A car of mass m moving at a speed v1 collides and couples with the back of a truck of mass 3m moving initially in the same direction as the car at a lower speed v2. (Use any variable or symbol stated above as necessary.)
(b) What is the change in kinetic energy of the car–truck system in the collision?
To find the change in kinetic energy of the car-truck system in the collision, we need to calculate the initial and final kinetic energy of the system and then find the difference between the two.
The initial kinetic energy of the car-truck system is the sum of the individual kinetic energies of the car and the truck.
The initial kinetic energy of the car is given by:
K1 = (1/2) * m * v1^2
The initial kinetic energy of the truck is given by:
K2 = (1/2) * (3m) * v2^2
Therefore, the initial kinetic energy of the car-truck system is:
K_initial = K1 + K2
After the collision, the car and the truck will move together with a common velocity v_final. Since they collide and couple together, their individual velocities will become the same.
To find the final velocity of the car-truck system, we can use the principle of conservation of linear momentum. The total momentum before the collision is equal to the total momentum after the collision.

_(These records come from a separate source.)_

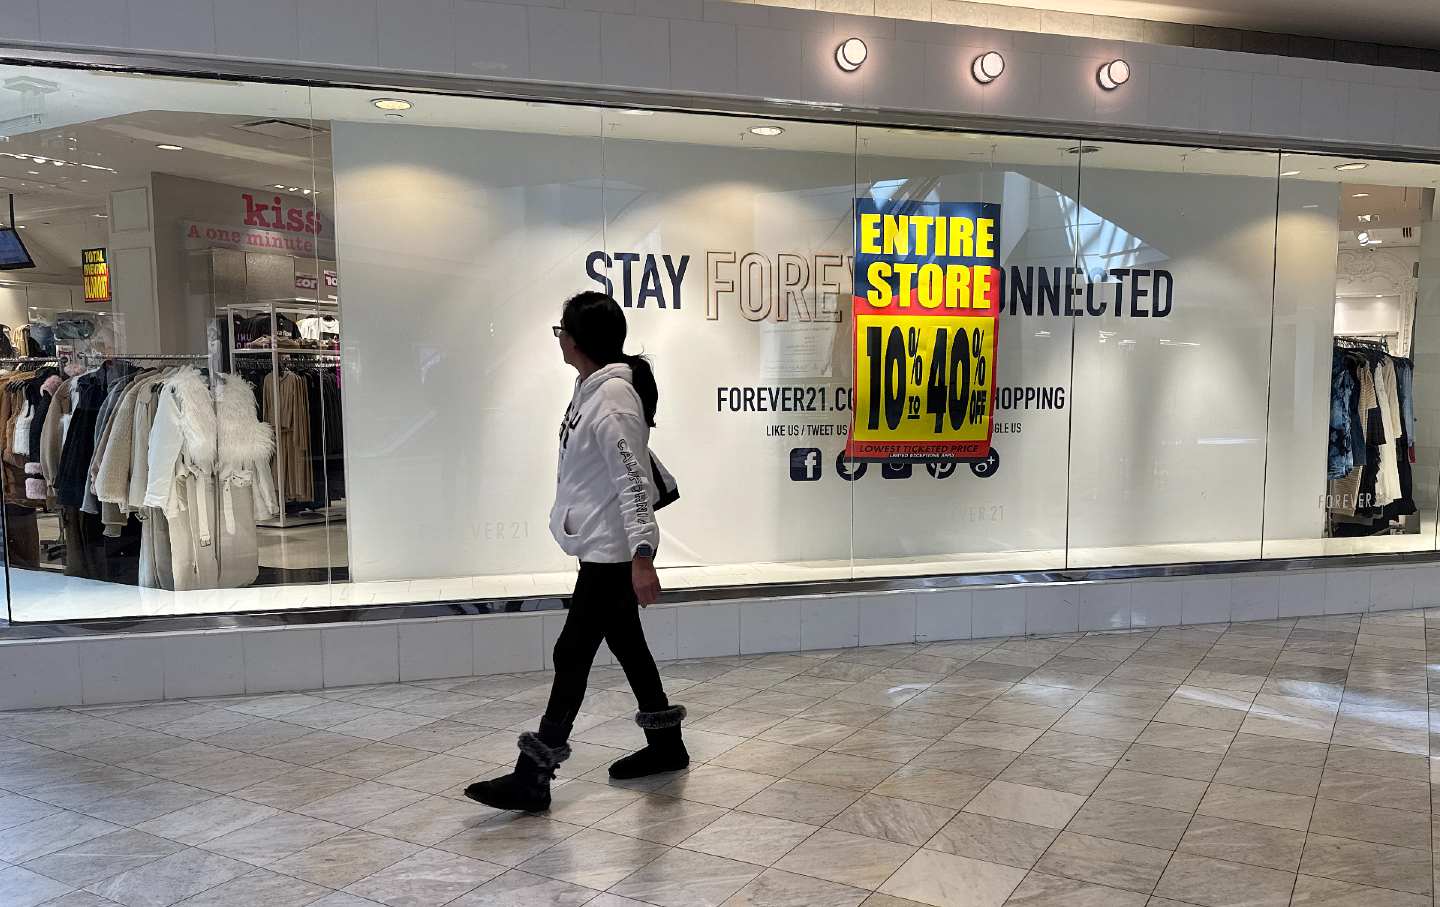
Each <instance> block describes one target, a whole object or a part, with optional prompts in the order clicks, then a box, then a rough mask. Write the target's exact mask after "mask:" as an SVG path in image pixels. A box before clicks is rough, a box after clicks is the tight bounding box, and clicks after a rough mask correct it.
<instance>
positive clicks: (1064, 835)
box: [1035, 832, 1171, 894]
mask: <svg viewBox="0 0 1440 907" xmlns="http://www.w3.org/2000/svg"><path fill="white" fill-rule="evenodd" d="M1169 859H1171V851H1166V849H1161V848H1153V847H1145V845H1140V844H1126V842H1123V841H1110V839H1107V838H1093V836H1090V835H1079V834H1074V832H1063V834H1061V835H1060V836H1058V838H1057V839H1056V842H1054V844H1051V845H1050V849H1048V851H1045V855H1044V857H1041V858H1040V862H1038V864H1035V870H1038V871H1041V872H1050V874H1051V875H1063V877H1066V878H1076V880H1080V881H1089V883H1094V884H1097V885H1109V887H1112V888H1125V890H1126V891H1139V893H1142V894H1149V893H1151V891H1152V890H1153V888H1155V883H1156V881H1159V878H1161V872H1164V871H1165V864H1166V862H1169Z"/></svg>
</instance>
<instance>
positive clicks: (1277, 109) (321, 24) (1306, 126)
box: [0, 0, 1440, 148]
mask: <svg viewBox="0 0 1440 907" xmlns="http://www.w3.org/2000/svg"><path fill="white" fill-rule="evenodd" d="M595 6H603V7H605V9H613V10H615V12H608V13H602V12H595V9H593V7H595ZM340 20H343V26H344V27H338V26H340ZM851 35H860V36H864V37H865V40H867V42H868V46H870V58H868V59H867V60H865V65H864V66H863V68H861V69H860V71H858V72H855V73H850V75H847V73H841V72H840V69H838V68H837V66H835V60H834V53H835V45H837V42H838V40H840V39H842V37H848V36H851ZM0 40H7V42H39V43H40V45H45V46H50V48H62V49H73V48H115V49H127V50H151V52H166V53H186V55H194V56H199V58H223V59H246V60H274V62H279V63H318V65H327V66H350V68H364V69H372V71H380V72H384V73H387V75H386V78H390V79H397V81H403V76H396V75H395V73H403V72H429V73H446V75H469V76H475V75H478V76H490V78H498V79H520V81H534V82H562V84H579V85H609V86H619V88H634V89H642V91H670V92H683V94H701V95H706V94H708V95H723V96H740V98H776V99H789V101H808V102H829V104H855V105H863V107H874V108H881V109H912V111H936V112H943V114H985V115H992V117H1011V118H1018V119H1054V121H1067V122H1096V124H1125V125H1135V127H1148V128H1156V130H1192V131H1207V132H1221V134H1247V135H1256V137H1266V138H1272V140H1282V138H1299V140H1333V141H1346V143H1356V144H1367V145H1375V147H1387V145H1410V147H1416V148H1436V147H1440V73H1436V72H1423V71H1413V69H1387V68H1381V66H1361V65H1349V63H1333V62H1323V60H1308V59H1292V58H1273V56H1264V55H1256V53H1237V52H1227V50H1205V49H1197V48H1175V46H1159V45H1140V43H1130V42H1117V40H1096V39H1084V37H1064V36H1057V35H1027V33H1024V32H1004V30H991V29H978V27H969V26H959V24H945V23H933V22H907V20H891V19H880V17H868V16H845V14H837V13H822V12H812V10H792V9H772V7H769V6H749V4H734V3H723V1H716V0H635V1H634V3H629V1H621V3H606V4H596V3H595V1H593V0H550V1H549V3H520V4H511V3H488V1H480V0H464V1H462V3H454V4H452V3H425V4H416V3H415V1H413V0H353V1H348V3H337V1H336V0H266V1H265V3H239V4H236V3H215V4H212V3H176V1H174V0H128V3H105V4H94V3H89V4H86V3H53V1H50V0H6V4H4V16H3V17H0ZM991 49H998V50H1002V52H1005V53H1007V71H1005V75H1004V76H1002V78H1001V79H999V81H996V82H995V84H992V85H989V86H985V88H982V86H979V85H976V84H975V82H973V79H969V78H966V76H965V75H963V72H965V69H966V68H968V66H969V62H971V59H973V56H975V55H976V53H978V52H982V50H991ZM1116 56H1123V58H1125V59H1126V60H1129V62H1130V66H1132V73H1133V75H1132V78H1130V82H1129V84H1128V85H1126V86H1125V88H1123V89H1120V91H1116V92H1104V91H1102V89H1100V88H1099V85H1096V78H1094V73H1096V69H1097V66H1099V65H1100V63H1102V62H1104V60H1107V59H1113V58H1116ZM196 68H199V69H204V63H203V62H197V63H196Z"/></svg>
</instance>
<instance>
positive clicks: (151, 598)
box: [0, 66, 328, 621]
mask: <svg viewBox="0 0 1440 907" xmlns="http://www.w3.org/2000/svg"><path fill="white" fill-rule="evenodd" d="M0 84H3V85H4V88H6V91H4V92H0V122H4V124H6V130H7V135H6V141H4V144H3V145H0V193H3V196H9V194H10V193H13V196H14V202H16V219H17V222H19V226H22V227H23V230H20V236H22V238H23V242H24V243H26V246H27V248H29V249H30V252H32V256H33V259H35V268H26V269H20V271H4V272H0V274H3V275H4V278H3V281H0V282H3V284H4V285H6V286H4V289H6V295H4V297H3V298H0V305H4V308H3V311H0V321H3V322H4V324H6V325H7V327H9V328H10V337H9V340H10V343H12V346H26V347H27V350H24V351H26V353H30V354H36V356H39V357H40V358H37V360H30V361H17V360H16V358H14V357H10V358H9V360H7V361H4V363H3V366H6V367H9V369H13V370H14V374H12V377H10V380H9V382H7V383H6V387H7V390H9V393H6V394H4V397H3V399H4V400H6V409H7V412H3V413H0V415H4V416H6V422H4V425H6V432H7V435H6V442H7V443H6V458H4V459H6V466H4V469H6V481H4V495H6V507H7V513H9V514H16V518H12V520H9V521H7V530H9V531H7V559H9V564H10V567H12V582H13V590H12V608H13V616H14V619H17V621H42V619H79V618H101V616H125V615H156V613H193V612H213V610H251V609H272V608H294V606H301V605H308V603H327V600H328V599H327V593H325V592H324V589H325V586H324V585H323V583H324V572H321V576H320V577H318V579H320V582H321V585H320V586H310V585H308V580H310V579H314V577H302V579H304V580H307V582H305V585H304V586H302V587H298V589H294V590H292V589H284V590H278V589H275V586H285V585H288V583H291V582H292V580H294V579H295V577H292V576H289V574H287V573H285V572H284V570H282V569H279V567H281V566H278V564H274V563H271V561H269V560H268V550H269V547H271V546H269V544H268V543H266V540H265V536H264V533H265V530H264V528H259V527H256V521H258V520H259V521H264V518H265V515H266V513H265V511H266V502H265V501H266V498H265V491H266V488H268V484H266V482H264V479H262V477H264V475H266V474H268V472H269V453H268V441H266V432H265V429H264V428H262V425H261V422H259V418H258V416H259V412H258V407H253V406H251V405H249V389H248V387H246V386H243V383H242V382H239V380H238V379H228V377H222V373H226V371H228V370H229V369H230V364H229V363H230V361H232V357H230V356H229V334H228V333H226V331H228V305H230V304H232V302H246V304H255V302H259V301H264V299H269V298H275V297H282V295H294V281H295V274H297V268H295V262H297V261H298V259H302V258H304V256H307V255H314V252H312V249H311V248H310V246H307V243H314V235H312V233H307V232H305V229H304V227H305V225H307V220H305V209H307V207H308V204H310V202H308V199H305V196H304V194H302V190H301V187H310V186H311V183H310V179H311V174H312V171H314V164H312V161H311V140H312V137H314V131H312V128H311V122H310V108H308V101H307V92H305V89H302V88H288V86H276V85H246V84H236V82H215V81H187V79H168V78H166V79H161V78H154V76H138V75H121V73H102V72H84V71H66V69H43V68H17V66H6V68H0ZM274 184H285V186H287V187H288V186H295V187H297V190H295V191H294V193H291V191H288V190H287V191H285V193H278V190H274V189H272V186H274ZM276 194H278V196H279V197H281V202H279V203H278V204H272V200H274V199H275V197H276ZM3 196H0V197H3ZM297 217H298V220H297ZM45 369H50V371H45ZM52 374H53V379H52V377H50V376H52ZM23 376H30V377H23ZM226 389H233V392H230V390H226ZM52 400H53V405H52ZM42 412H43V415H45V418H43V419H42V418H40V413H42ZM37 422H39V426H40V428H39V430H36V428H35V426H36V423H37ZM27 468H29V469H30V471H32V474H33V475H30V477H29V478H27V477H26V469H27ZM315 589H318V590H320V592H318V593H317V592H315Z"/></svg>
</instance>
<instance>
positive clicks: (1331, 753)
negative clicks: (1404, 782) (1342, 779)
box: [1325, 746, 1430, 782]
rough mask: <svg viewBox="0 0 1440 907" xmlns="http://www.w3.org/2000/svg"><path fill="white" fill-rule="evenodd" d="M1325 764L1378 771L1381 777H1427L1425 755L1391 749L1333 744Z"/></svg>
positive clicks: (1428, 767)
mask: <svg viewBox="0 0 1440 907" xmlns="http://www.w3.org/2000/svg"><path fill="white" fill-rule="evenodd" d="M1325 767H1326V769H1335V770H1338V772H1359V773H1362V775H1380V776H1381V777H1398V779H1404V780H1413V782H1426V780H1430V767H1428V760H1427V759H1426V757H1424V756H1416V754H1411V753H1395V752H1392V750H1375V749H1368V747H1354V746H1332V747H1331V754H1329V759H1328V760H1326V762H1325Z"/></svg>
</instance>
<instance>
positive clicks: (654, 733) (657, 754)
mask: <svg viewBox="0 0 1440 907" xmlns="http://www.w3.org/2000/svg"><path fill="white" fill-rule="evenodd" d="M684 720H685V707H684V705H671V707H670V708H661V710H660V711H638V713H635V724H639V726H641V728H642V730H644V731H645V740H647V741H648V744H647V746H645V749H644V750H641V752H638V753H631V754H629V756H626V757H624V759H616V760H615V763H613V764H611V777H613V779H615V780H632V779H636V777H645V776H648V775H660V773H662V772H680V770H683V769H687V767H690V753H688V752H687V750H685V741H684V740H681V739H680V723H681V721H684Z"/></svg>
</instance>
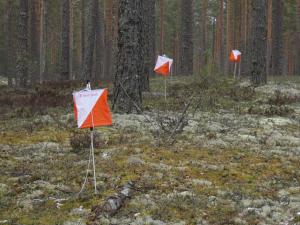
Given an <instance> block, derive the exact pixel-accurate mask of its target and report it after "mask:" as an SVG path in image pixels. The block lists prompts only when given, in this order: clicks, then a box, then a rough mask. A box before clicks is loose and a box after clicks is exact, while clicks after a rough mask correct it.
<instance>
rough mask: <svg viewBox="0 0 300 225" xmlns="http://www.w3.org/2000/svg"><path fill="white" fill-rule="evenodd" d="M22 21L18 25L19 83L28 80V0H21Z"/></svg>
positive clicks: (19, 2) (21, 83)
mask: <svg viewBox="0 0 300 225" xmlns="http://www.w3.org/2000/svg"><path fill="white" fill-rule="evenodd" d="M19 3H20V21H19V27H18V54H17V55H18V56H17V68H16V69H17V85H20V86H22V87H26V86H27V84H28V83H27V82H28V55H29V54H28V0H20V1H19Z"/></svg>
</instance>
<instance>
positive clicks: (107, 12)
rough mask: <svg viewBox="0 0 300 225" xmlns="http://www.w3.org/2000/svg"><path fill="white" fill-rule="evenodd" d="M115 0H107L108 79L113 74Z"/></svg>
mask: <svg viewBox="0 0 300 225" xmlns="http://www.w3.org/2000/svg"><path fill="white" fill-rule="evenodd" d="M112 27H113V0H105V63H104V66H105V69H104V74H105V76H106V78H107V79H111V75H112V55H113V52H112V51H113V48H112V39H113V28H112Z"/></svg>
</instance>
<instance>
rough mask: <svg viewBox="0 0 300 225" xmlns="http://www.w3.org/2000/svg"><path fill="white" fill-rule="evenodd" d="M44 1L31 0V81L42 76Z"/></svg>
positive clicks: (30, 39) (35, 79)
mask: <svg viewBox="0 0 300 225" xmlns="http://www.w3.org/2000/svg"><path fill="white" fill-rule="evenodd" d="M42 3H43V1H41V0H31V26H30V30H31V36H30V40H31V59H32V64H31V65H32V66H31V67H32V69H31V72H32V74H31V81H32V82H36V81H38V80H39V76H40V57H41V56H40V53H41V48H42V42H41V37H42V30H41V29H42V18H43V13H42Z"/></svg>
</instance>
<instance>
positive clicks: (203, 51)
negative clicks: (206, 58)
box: [200, 0, 208, 71]
mask: <svg viewBox="0 0 300 225" xmlns="http://www.w3.org/2000/svg"><path fill="white" fill-rule="evenodd" d="M207 8H208V1H207V0H203V1H202V3H201V33H200V35H201V36H200V39H201V40H200V71H204V66H205V65H206V63H207V60H206V49H207V46H206V45H207V39H208V37H207Z"/></svg>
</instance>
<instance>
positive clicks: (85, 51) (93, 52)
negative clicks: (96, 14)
mask: <svg viewBox="0 0 300 225" xmlns="http://www.w3.org/2000/svg"><path fill="white" fill-rule="evenodd" d="M86 2H87V11H86V12H87V17H86V19H87V21H86V27H85V28H86V42H85V52H84V61H83V71H82V74H83V77H84V79H86V80H90V79H91V78H92V71H93V55H94V47H95V45H94V44H95V34H96V29H95V27H96V16H95V8H96V7H97V6H96V3H97V2H96V0H88V1H86Z"/></svg>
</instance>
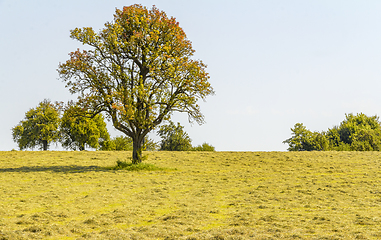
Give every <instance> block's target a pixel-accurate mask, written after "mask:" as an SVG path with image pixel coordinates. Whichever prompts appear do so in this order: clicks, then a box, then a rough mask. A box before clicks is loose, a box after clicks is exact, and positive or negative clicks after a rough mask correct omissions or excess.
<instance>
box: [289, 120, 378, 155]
mask: <svg viewBox="0 0 381 240" xmlns="http://www.w3.org/2000/svg"><path fill="white" fill-rule="evenodd" d="M291 131H292V132H293V136H292V137H291V138H289V139H287V140H285V141H284V142H283V143H287V144H289V148H288V150H289V151H302V150H305V151H311V150H337V151H379V150H380V149H381V125H380V122H379V118H378V117H377V116H371V117H368V116H366V115H365V114H363V113H360V114H357V115H353V114H346V115H345V120H344V121H342V122H341V123H340V125H339V126H335V127H333V128H331V129H328V131H327V132H321V133H319V132H311V131H309V130H307V129H306V127H304V126H303V124H302V123H297V124H295V126H294V128H291Z"/></svg>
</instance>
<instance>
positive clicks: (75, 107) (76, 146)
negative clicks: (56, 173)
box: [60, 103, 110, 150]
mask: <svg viewBox="0 0 381 240" xmlns="http://www.w3.org/2000/svg"><path fill="white" fill-rule="evenodd" d="M87 113H88V112H86V111H83V110H82V109H81V108H80V107H78V106H76V105H73V104H72V103H71V104H70V103H69V105H68V107H67V109H66V110H65V112H64V114H63V116H62V121H61V126H60V127H61V129H60V141H61V143H62V146H63V147H64V148H67V149H72V150H85V147H86V145H87V146H89V147H91V148H99V147H100V143H101V142H103V141H107V140H109V138H110V135H109V133H108V131H107V128H106V123H105V121H104V118H103V116H102V115H101V114H97V115H95V116H94V117H90V116H86V115H87Z"/></svg>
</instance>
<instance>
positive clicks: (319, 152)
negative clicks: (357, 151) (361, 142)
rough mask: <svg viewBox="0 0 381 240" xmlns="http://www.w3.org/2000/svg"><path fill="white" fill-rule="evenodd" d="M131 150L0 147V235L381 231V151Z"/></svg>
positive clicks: (82, 236) (328, 238)
mask: <svg viewBox="0 0 381 240" xmlns="http://www.w3.org/2000/svg"><path fill="white" fill-rule="evenodd" d="M130 155H131V153H130V152H17V151H12V152H0V239H188V240H191V239H381V184H380V182H381V153H378V152H152V153H150V156H149V159H148V160H147V161H145V162H144V164H142V165H141V166H142V168H143V170H139V169H135V170H132V169H130V170H132V171H129V170H127V169H128V168H129V167H131V166H129V164H126V167H127V168H126V169H118V168H117V167H115V166H117V165H116V162H117V161H119V162H123V161H125V160H126V159H127V158H128V157H130ZM174 169H176V170H174Z"/></svg>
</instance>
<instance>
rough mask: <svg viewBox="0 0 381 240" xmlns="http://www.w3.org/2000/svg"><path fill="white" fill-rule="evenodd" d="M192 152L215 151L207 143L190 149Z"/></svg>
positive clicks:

The initial momentum of the car is:
P1_initial = m * v1
The initial momentum of the truck is:
P2_initial = (3m) * v2
The final momentum of the car-truck system is:
P_final = P1_final + P2_final = (4m) * v_final
Since total momentum is conserved, we have:
P_initial = P_final
m * v1 + (3m) * v2 = (4m) * v_final
Simplifying the equation, we find:
v_final = (m * v1 + 3m * v2) / (4m)
v_final = (v1 + 3v2) / 4
The final kinetic energy of the car-truck system is given by:
K_final = (1/2) * (4m) * v_final^2
Now, we can calculate the change in kinetic energy:
ΔK = K_final - K_initial
ΔK = (1/2) * (4m) * v_final^2 - [(1/2) * m * v1^2 + (1/2) * (3m) * v2^2]
Simplifying the equation, we find:
ΔK = (1/2) * (4m) * [(v1 + 3v2) / 4]^2 - [(1/2) * m * v1^2 + (1/2) * (3m) * v2^2]
Now, you can substitute the given values of v1, v2, and m into the equation to find the numerical value of the change in kinetic energy of the car-truck system in the collision.